I’ve had a few people ask me about how to become a freelance writer or editor so I thought I’d pull together some of things I learned while I was full-time freelance. I recently took a full-time job that was extended to me from one of my clients so this website is evolving in a more personal direction. But still, the topic comes up frequently: How did you do it?

I don’t mean to brag but in less than two years I completely replaced my full-time income with freelance income. I know that sounds like an infomercial. But the answer to how I did it is that I was lucky and I hustled like crazy. It’s important to make that clear off the top: luck has a lot to do with it. And the generosity of your friends, former co-workers and even acquaintances can make a big difference.
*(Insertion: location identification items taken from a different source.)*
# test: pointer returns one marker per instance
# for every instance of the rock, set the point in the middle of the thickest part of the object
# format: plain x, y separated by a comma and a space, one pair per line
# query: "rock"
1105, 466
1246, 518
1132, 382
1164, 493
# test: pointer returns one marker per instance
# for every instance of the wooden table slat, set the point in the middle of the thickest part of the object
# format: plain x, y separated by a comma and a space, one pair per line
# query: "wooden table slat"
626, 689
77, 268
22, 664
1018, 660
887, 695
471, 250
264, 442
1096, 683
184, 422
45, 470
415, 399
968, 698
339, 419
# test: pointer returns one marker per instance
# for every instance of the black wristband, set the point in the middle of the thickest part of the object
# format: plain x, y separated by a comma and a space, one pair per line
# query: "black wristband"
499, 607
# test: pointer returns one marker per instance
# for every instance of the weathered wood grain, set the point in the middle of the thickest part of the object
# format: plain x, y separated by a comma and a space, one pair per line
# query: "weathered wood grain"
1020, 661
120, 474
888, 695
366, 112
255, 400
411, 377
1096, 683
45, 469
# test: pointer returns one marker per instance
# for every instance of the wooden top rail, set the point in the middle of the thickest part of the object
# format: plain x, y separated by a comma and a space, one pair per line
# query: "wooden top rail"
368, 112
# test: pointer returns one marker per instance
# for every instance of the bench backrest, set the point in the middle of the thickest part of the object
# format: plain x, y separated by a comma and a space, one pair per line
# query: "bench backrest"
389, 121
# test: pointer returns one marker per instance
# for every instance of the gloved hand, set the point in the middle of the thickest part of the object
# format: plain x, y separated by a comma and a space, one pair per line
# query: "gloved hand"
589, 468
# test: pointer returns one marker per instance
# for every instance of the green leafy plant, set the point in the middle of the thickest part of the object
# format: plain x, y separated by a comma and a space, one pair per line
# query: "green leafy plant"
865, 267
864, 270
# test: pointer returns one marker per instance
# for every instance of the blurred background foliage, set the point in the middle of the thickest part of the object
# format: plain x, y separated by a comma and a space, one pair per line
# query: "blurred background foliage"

So I started by getting laid off from a place I was miserable at anyway. And, after going out on several job interviews and finding myself unhappy with the prospects, I took matters into my owns.

Here are the basics:

  • Shake the trees! Tell everybody who might be in a position to hire you or know somebody who might hire you that you are available for work. My husband asked a friend I was too embarrassed to ask if she knew of anything and she hooked me up with her company (who I now work for). It turns out they did need a freelance editor who could turn things around quickly with minimal supervision. So I started out there. Once I realized the hourly pay for freelance editing was reasonably attractive I started seeking more clients. I learned to network and talk to people in ways I never had before.
  • Learn to network. And then wait. I told everybody at parties I was a freelance editor. I was all over social media as a freelance editor. That taught me that laying the groundwork for this takes a great deal of time. A friend of a friend took my card, I friended her on Facebook, and I never bothered her about work again. But six months later she sent me an email asking if I was interested in working with her company and she kept me busy the entire summer with work. Lots of the groundwork I laid never paid off (for example, I’ve been approved as a line editor at Harlequin for over a year but they never sent me a single project) but the ones that did made it worth it.
  • Act like a business even if you don’t feel like one yet. I had business cards made. I used www.vistaprint.com because it was cheap but I can tell you the cards were quite nice! <–not an advertisement.
  • Utilize social media strategically. I’m not great at Twitter. I’ve gotten friendly queries via Facebook. But LinkedIn gave me one of my best paying and nicest clients. Join relevant groups on LinkedIn and then actually skim those groups. Know yourself and pick the social media platform that best suits you.
  • Befriend freelance pros. A friend of a friend invited me out for drinks and told me all about her freelance life and how she managed it. And she said that she loved to tell people how feasible freelance is as a full-time gig. And she was right. Sharing knowledge is something many freelance pros like to do (clearly) and the ones who are confident in their careers very often deliver leads to newbies.
  • Join associations. I joined the Editorial Freelancers Association. It was a bit pricey but they delivered real job leads regularly. They also have a supportive e-mail group that is always ready to help with any questions.
  • Be a great vendor. When you get a client? Always put them first on your list. Always make their deadlines and always deliver your work with a smile. Be pleasant and accommodating. They have plenty of options. And you want to be sure you leave a positive feeling with them in every interaction, particularly when you are establishing your relationship. And make no mistake: It’s a relationship business. 
  • Aim high. Give yourself a living wage. You have overhead, even if you don’t understand what it is yet. You have to pay for the internet and electricity to do business. You need health care. You need to pay for food for yourself and maybe a family. Don’t leave yourself impoverished. Aiming high also means aiming for great clients–ones who pay without hassle, provide a steady stream of work, and are pleasant to deal with. You should always be looking out for better clients, great projects, and a good wage. If you’re not getting it from your current clients? You need to reassess and weed some out so you can get the most from your freelance life.